Converting to Degrees Calculator

This converting to degrees calculator provides quick and accurate conversions between radians, gradians, and degrees. Whether you're working with trigonometry, navigation, or engineering, understanding these unit conversions is essential.

How to Use This Calculator

Using this calculator is simple:

Enter the value you want to convert in the input field.
Select the unit you're converting from in the "From" dropdown.
Select the unit you want to convert to in the "To" dropdown.
Click "Calculate" to see the result.
Use the "Reset" button to clear all fields.

The calculator will display the converted value and show the conversion formula used. You can also view a visual representation of the conversion on the chart.

Conversion Formulas

The calculator uses these standard conversion formulas:

Degrees to Radians

Radians = Degrees × (π / 180)

Radians to Degrees

Degrees = Radians × (180 / π)

Degrees to Gradians

Gradians = Degrees × (10 / 9)

Gradians to Degrees

Degrees = Gradians × (9 / 10)

Radians to Gradians

Gradians = Radians × (200 / π)

Gradians to Radians

Radians = Gradians × (π / 200)

These formulas are based on the fundamental relationships between degrees, radians, and gradians. The calculator applies the appropriate formula based on your selected units.

Common Uses

Converting between degrees, radians, and gradians is essential in various fields:

Trigonometry: Many trigonometric functions use radians, while degrees are more common in everyday measurements.
Navigation: Compass bearings and map measurements often use degrees.
Engineering: Mechanical and electrical systems may use radians for angular measurements.
Surveying: Gradians are sometimes used in land surveying.
Computer Graphics: Many programming libraries use radians for rotational calculations.

Understanding these conversions allows for accurate calculations and proper interpretation of measurements across different disciplines.

Example Calculations

Let's look at some practical examples:

Example 1: Converting 90 Degrees to Radians

Using the formula: Radians = Degrees × (π / 180)

90 × (π / 180) ≈ 1.5708 radians

This is a quarter turn in a circle, which is a common angle in trigonometry.

Example 2: Converting 1 Radian to Degrees

Using the formula: Degrees = Radians × (180 / π)

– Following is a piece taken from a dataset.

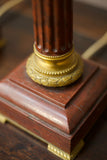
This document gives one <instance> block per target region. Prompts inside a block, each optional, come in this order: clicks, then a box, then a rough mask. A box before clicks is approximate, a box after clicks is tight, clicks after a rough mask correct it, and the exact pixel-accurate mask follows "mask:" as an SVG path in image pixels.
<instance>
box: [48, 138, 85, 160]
mask: <svg viewBox="0 0 107 160" xmlns="http://www.w3.org/2000/svg"><path fill="white" fill-rule="evenodd" d="M83 146H84V141H83V140H80V142H79V143H78V144H77V145H76V147H75V148H74V149H73V151H72V152H71V154H68V153H66V152H64V151H63V150H61V149H59V148H57V147H55V146H54V145H52V144H48V150H49V151H50V152H52V153H53V154H55V155H56V156H58V157H60V158H61V159H63V160H74V159H75V157H76V156H77V155H78V153H79V152H80V150H81V149H82V148H83Z"/></svg>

1 × (180 / π) ≈ 57.2958 degrees

This shows how radians relate to degrees in a full circle (2π radians = 360 degrees).

Example 3: Converting 100 Gradians to Degrees

Using the formula: Degrees = Gradians × (9 / 10)

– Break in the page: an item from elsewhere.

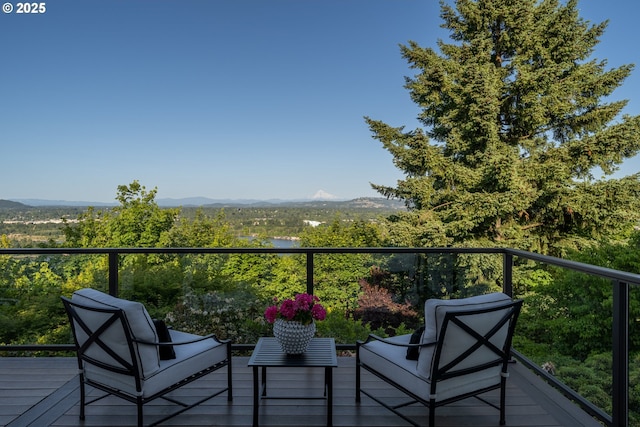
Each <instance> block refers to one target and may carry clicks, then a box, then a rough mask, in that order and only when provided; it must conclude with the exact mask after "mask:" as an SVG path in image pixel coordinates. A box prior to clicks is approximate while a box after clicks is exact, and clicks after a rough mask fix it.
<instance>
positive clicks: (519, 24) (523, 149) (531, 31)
mask: <svg viewBox="0 0 640 427" xmlns="http://www.w3.org/2000/svg"><path fill="white" fill-rule="evenodd" d="M441 5H442V15H441V16H442V18H443V20H444V23H443V27H444V28H447V29H448V30H449V31H450V37H451V43H445V42H444V41H441V42H439V48H440V52H441V53H440V54H439V53H437V52H436V51H435V50H433V49H431V48H422V47H420V46H419V45H418V44H417V43H415V42H409V43H408V45H406V46H402V55H403V56H404V58H405V59H406V60H407V61H408V63H409V64H410V66H411V67H412V68H413V69H415V70H416V72H417V74H416V75H415V76H413V77H409V78H407V79H406V88H407V89H408V90H409V92H410V96H411V99H412V100H413V101H414V102H415V103H416V104H417V105H418V106H419V107H420V109H421V113H420V115H419V120H420V121H421V123H422V125H423V126H424V128H417V129H415V130H413V131H404V128H403V127H392V126H390V125H387V124H385V123H383V122H381V121H377V120H373V119H370V118H367V119H366V121H367V123H368V125H369V127H370V129H371V131H372V132H373V136H374V138H376V139H378V140H379V141H380V142H381V143H382V145H383V147H384V148H385V149H386V150H388V151H389V152H390V153H391V154H392V156H393V159H394V160H393V161H394V164H395V165H396V166H397V167H398V168H399V169H400V170H401V171H402V172H404V173H405V175H406V178H405V179H404V180H401V181H399V182H398V184H397V186H396V187H388V186H381V185H374V186H373V187H374V189H376V190H378V192H380V193H381V194H382V195H384V196H387V197H393V198H398V199H400V200H404V201H405V203H406V205H407V207H408V208H409V211H408V212H400V213H398V214H396V215H393V216H392V217H390V218H389V223H388V224H389V232H390V236H392V237H391V243H392V244H395V245H402V246H450V245H468V244H469V242H470V241H476V242H481V243H479V244H477V245H478V246H485V247H487V246H488V247H491V246H507V247H513V248H520V249H526V250H532V251H535V252H541V253H549V254H554V255H556V254H562V253H563V251H564V250H566V249H567V248H581V247H583V246H584V245H585V244H586V243H589V242H591V241H593V240H594V239H597V238H600V237H601V236H612V235H618V234H620V233H621V232H622V231H623V230H625V229H628V227H629V225H630V224H634V223H635V221H637V220H638V214H639V212H640V209H639V207H640V206H639V202H640V197H639V196H640V176H638V175H633V176H630V177H626V178H622V179H610V180H601V181H594V180H593V176H592V172H593V171H594V169H595V168H600V169H601V170H602V171H604V173H605V174H607V175H609V174H611V173H612V172H614V171H615V170H616V167H617V165H619V164H620V163H621V162H622V160H624V159H625V158H629V157H632V156H634V155H635V154H636V153H638V151H639V150H640V116H636V117H629V116H626V115H623V116H622V117H619V116H620V114H621V111H622V109H623V108H624V106H625V104H626V101H614V102H610V103H607V102H604V101H603V98H606V97H607V96H608V95H610V94H611V93H612V92H613V91H614V90H615V89H616V88H617V87H618V86H620V85H621V84H622V82H623V81H624V79H625V78H626V77H627V76H628V75H629V74H630V72H631V70H632V66H630V65H623V66H620V67H618V68H613V69H610V70H607V69H606V68H605V66H606V62H605V61H597V60H595V59H590V58H589V55H590V54H591V53H592V52H593V48H594V46H595V45H596V44H597V43H598V41H599V37H600V36H601V35H602V34H603V32H604V30H605V27H606V24H597V25H590V24H589V23H588V22H586V21H584V20H583V19H582V18H580V17H579V16H578V7H577V1H576V0H570V1H568V2H566V3H560V2H558V1H556V0H549V1H535V0H522V1H513V0H486V1H472V0H457V1H456V2H455V8H453V7H452V6H449V5H447V4H446V3H445V2H441Z"/></svg>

100 × (9 / 10) = 90 degrees

This demonstrates that 100 gradians is equivalent to a right angle in degrees.

These examples show how the calculator can handle different conversion scenarios with precision.

FAQ

What is the difference between degrees, radians, and gradians?

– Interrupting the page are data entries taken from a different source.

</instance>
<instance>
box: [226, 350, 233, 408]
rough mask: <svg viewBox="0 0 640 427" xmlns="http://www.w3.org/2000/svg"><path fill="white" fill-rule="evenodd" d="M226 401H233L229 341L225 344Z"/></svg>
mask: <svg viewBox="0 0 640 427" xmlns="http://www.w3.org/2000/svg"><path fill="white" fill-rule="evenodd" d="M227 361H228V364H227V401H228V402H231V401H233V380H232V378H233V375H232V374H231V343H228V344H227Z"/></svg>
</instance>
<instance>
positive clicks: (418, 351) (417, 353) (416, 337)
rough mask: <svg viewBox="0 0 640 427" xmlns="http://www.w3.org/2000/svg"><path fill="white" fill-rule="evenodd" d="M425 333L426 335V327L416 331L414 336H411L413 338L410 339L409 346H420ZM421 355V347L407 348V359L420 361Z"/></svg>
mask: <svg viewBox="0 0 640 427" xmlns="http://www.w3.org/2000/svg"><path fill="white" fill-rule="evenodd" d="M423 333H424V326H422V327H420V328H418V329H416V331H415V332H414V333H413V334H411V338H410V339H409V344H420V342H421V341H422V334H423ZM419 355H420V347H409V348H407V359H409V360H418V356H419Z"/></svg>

Degrees are the most common unit for measuring angles, with a full circle being 360 degrees. Radians are a unit of angular measurement where 1 radian is the angle subtended at the center of a circle by an arc equal in length to the radius. Gradians divide a right angle into 100 parts, making a full circle 400 gradians.

When should I use radians instead of degrees?

Radians are often used in higher mathematics, physics, and engineering because they simplify many trigonometric formulas. Degrees are more intuitive for everyday measurements and navigation.

How accurate are the conversions in this calculator?

The calculator uses standard mathematical formulas and JavaScript's built-in Math.PI constant for π (approximately 3.141592653589793). The results are accurate to the precision limits of JavaScript's floating-point arithmetic.

Can I use this calculator for surveying measurements?

Yes, this calculator can be useful for surveying measurements that use gradians. However, always verify with professional surveying tools for critical applications.

Is there a mobile app version of this calculator?

Currently, this is a web-based calculator. We're working on a mobile app version that will be available soon in app stores.